Есть писатели, которым тесно внутри литературы, и они постоянно пробуют нарушить её границы. Николай Байтов, скорее, движется к некоему центру литературы, и это путешествие оказывается неожиданно бесконечным и бесконечно увлекательным. Ещё - Николай Байтов умеет выделять необыкновенно чистые и яркие краски: в его прозе сентиментальность крайне сентиментальна, печаль в высшей мере печальна, сухость суха, влажность влажна - и так далее. Если сюжет закручен, то невероятно туго, если уж отпущены вожжи, то отпущены. В итоге получается уникально выразительная, контрастная проза. Вероятно, близкая к мифу, потому что истории Николая Байтова не просто запоминаются, а будто отзываются в памяти, как если бы мы знали их всегда.
Содержание:
Велосипед 1
Подготовленная вода 1
Леночка 2
Там стоял человек 4
Георгий Владимирович 6
Знатоки 6
Морок 7
Мост 8
Клюква брата 9
Silentium 10
Голод солнца 11
Пуп мира 13
Собака 13
Живые ученики 14
Пигмалион 15
Фиксатор буквы 16
Домик в деревне 18
Кошка Шрёдингера 18
Тайна незначимого 19
Гипотеза 20
Нефть 20
Геройство 21
Ставрополь 21
Необходимые прятки 22
Альтернатива Фредгольма 23
О снах 24
Смерть Раймунда-Альбигойца 24
Клетчатый суслик 25
Мясо 26
Странный Гелен 27
Обратная связь - (рассказ А. С.) 28
Детская смертность 28
Lupus in fabula 30
Доктор, сухаго? 31
Искушение поэта в снежной пустыне 33
Траектория "лётчики" 36
Траектория "Дед Мороз" 40
Исчезновение 42
Финал чего-то 43
Камень проникновения 43
Садко 43
Примечания 44
Николай Байтов
Думай, что говоришь
41 рассказ
Рассказы Николая Байтова совершенно неизвестны читателю. Хотя знатокам и ценителям современной словесности они давно знакомы. Байтов удивительный, ни на кого не похожий прозаик. В его текстах глубокие метафизические прозрения сочетаются со "странными", загадочными сюжетами и смелыми языковыми экспериментами. Это книга, которую ждали любители настоящей русской литературы по "гамбургскому счету".
Артем Баденков
Велосипед
Когда передислоцировался лагерь, вторая когорта, что стояла цепью вдоль лесной опушки, получила, видимо, приказ сняться и отойти. Лепид видел, как они уходили за сосны, но не понял, почему это так. В поле смеркалось, в лесу была уже глубокая тьма. "Отходят, - подумал Лепид. - Что случилось?" - Им овладела тревога. Он хотел двинуться следом, но ждал сына, который набирал воду из родника - слева в ста шагах от него. В это время показались вестготы. Они высунулись из мрака между деревьями и стали оглядываться. Трое, вооружённые лёгкими дротиками. Разведчики?.. Заметив Лепида, бросились на него. Тот крикнул, чтобы предупредить сына. Прикрываясь щитом и пятясь, двоих проткнул сразу на месте. Но третий, успевший зайти сбоку, распорол дротиком ему мышцы на правом плече. Кровь хлынула, и Лепид выронил меч. Однако успел обернуться и, выставив щит, парировал ещё два удара, когда подбежал сын. Варвар скрылся в лесу так быстро, словно его тут и не было. Кажется, сын ранил его, но не стал догонять, а вместо этого потащил Лепида в поле. Они пробежали шагов двести. Лепид ослабел и упал.

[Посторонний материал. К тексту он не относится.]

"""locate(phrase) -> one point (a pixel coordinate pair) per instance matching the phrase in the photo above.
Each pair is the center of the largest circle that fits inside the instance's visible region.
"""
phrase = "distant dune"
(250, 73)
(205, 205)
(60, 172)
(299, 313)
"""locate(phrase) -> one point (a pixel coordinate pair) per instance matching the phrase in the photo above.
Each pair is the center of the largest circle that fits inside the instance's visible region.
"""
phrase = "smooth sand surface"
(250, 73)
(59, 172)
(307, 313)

Сын разорвал рубаху и перетянул ему плечо - чуть выше того места, где клочьями висели разрубленные мышцы. Потом он указал вправо. Там, за камышом, белела вдали вода: не то большой пруд, не то болото. "Если мы обогнём с той стороны, - сказал сын, - то достигнем лагеря, не приближаясь к лесу… Отдохни, пока я схожу к роднику. Я оставил там торбу. Тебе нужно промыть рану". - Лепид ничего не возразил: сил было мало - от боли и от потери крови. Он смотрел сыну вслед, уже с трудом различая в сумерках его удаляющуюся фигуру… Потом он увидел битву: опять из леса выскочил вестгот, но не тот трус, что убежал, а другой - громадный великан… Лепиду казалось, что он в броне… Лепид заскрежетал зубами и застонал - в отчаянии, что не может ничем помочь сыну…

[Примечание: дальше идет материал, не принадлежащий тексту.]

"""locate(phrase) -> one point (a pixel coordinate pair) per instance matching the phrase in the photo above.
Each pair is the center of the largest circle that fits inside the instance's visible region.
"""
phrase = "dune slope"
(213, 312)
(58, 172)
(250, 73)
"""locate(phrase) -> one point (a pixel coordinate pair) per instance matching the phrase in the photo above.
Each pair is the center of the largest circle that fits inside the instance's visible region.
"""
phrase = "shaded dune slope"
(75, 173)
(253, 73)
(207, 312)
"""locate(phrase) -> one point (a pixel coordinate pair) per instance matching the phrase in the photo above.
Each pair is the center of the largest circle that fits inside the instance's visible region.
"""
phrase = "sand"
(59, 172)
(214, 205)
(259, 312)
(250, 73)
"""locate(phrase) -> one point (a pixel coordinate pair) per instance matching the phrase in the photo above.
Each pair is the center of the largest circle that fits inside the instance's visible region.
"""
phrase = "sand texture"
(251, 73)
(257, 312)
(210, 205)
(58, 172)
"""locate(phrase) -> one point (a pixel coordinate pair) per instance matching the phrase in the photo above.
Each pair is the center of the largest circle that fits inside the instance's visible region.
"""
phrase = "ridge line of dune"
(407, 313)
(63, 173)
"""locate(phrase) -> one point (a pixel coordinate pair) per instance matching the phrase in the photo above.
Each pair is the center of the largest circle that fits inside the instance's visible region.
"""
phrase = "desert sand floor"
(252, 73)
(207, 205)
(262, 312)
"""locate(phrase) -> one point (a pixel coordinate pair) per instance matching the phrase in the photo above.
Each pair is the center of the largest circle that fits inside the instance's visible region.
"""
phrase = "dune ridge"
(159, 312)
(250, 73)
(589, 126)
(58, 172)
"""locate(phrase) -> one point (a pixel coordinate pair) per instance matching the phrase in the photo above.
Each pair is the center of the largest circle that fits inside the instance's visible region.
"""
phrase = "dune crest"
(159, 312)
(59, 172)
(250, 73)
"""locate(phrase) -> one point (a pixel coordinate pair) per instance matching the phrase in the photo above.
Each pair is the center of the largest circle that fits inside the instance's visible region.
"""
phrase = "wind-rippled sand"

И вот он видел, как сын упал, а гигант, вздыбившись над ним, воткнул в него сверху дротик двумя руками и выдернул…И снова: воткнул и выдернул…
Лепид припал к траве. Варвар глядел в поле, но не видел его… Уже над травой появился тонкий туман. Когда ещё больше потемнело, Лепид поднялся и медленно потащился вокруг болота, туда, где он надеялся найти лагерь. Иногда он оборачивался. Какие-то огни, казалось ему, мелькали на опушке…

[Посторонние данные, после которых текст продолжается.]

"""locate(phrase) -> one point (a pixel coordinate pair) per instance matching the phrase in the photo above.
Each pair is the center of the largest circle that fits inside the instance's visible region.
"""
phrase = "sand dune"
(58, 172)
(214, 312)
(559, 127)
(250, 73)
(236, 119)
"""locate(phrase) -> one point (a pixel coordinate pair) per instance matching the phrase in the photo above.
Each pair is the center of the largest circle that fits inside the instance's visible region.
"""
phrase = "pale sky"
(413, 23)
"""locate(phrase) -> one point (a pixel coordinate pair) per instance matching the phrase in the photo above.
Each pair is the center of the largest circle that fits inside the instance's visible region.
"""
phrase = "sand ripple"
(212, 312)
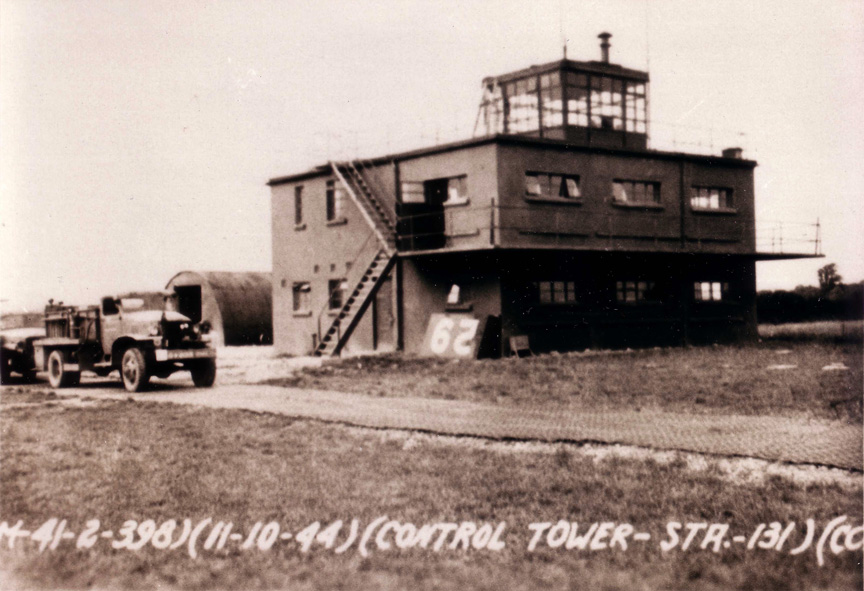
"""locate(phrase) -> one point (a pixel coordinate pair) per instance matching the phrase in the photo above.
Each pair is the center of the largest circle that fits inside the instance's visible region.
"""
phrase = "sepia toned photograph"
(431, 295)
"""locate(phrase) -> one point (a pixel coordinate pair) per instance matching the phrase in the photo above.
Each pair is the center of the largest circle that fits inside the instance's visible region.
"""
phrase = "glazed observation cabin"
(593, 103)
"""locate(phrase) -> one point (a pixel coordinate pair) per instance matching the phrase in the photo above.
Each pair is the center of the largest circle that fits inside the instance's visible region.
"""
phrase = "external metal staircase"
(379, 257)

Вскоре он набрёл на едва заметную тропинку, которая вела по гребню некой возвышенности, а слева тянулось болото, белое от расстилающегося над ним холодного пара.
Лепид почувствовал, что кто-то догоняет его, и опять оглянулся. На фоне последней багровой полоски у горизонта он увидел движущийся силуэт. "Этот великан - варвар? - подумал он. - Нет, вестготы не любят выходить далеко из леса". К тому же тень, скользившая над туманом, была маленькой и двигалась слишком быстро: человек так бежать не может. Он принял бы его за всадника, если б движение было скачущим, но оно было плавным. Да и лошадь не бывает столь низкорослой.
У Лепида не было сил на удивление или страх. Он отвернулся и тяжело, тупо зашагал дальше, левой рукой придерживая щит, закинутый за спину. Но когда приблизился нарастающий шорох и невнятный голос как будто его окликнул, Лепид вдруг осознал, что это сын…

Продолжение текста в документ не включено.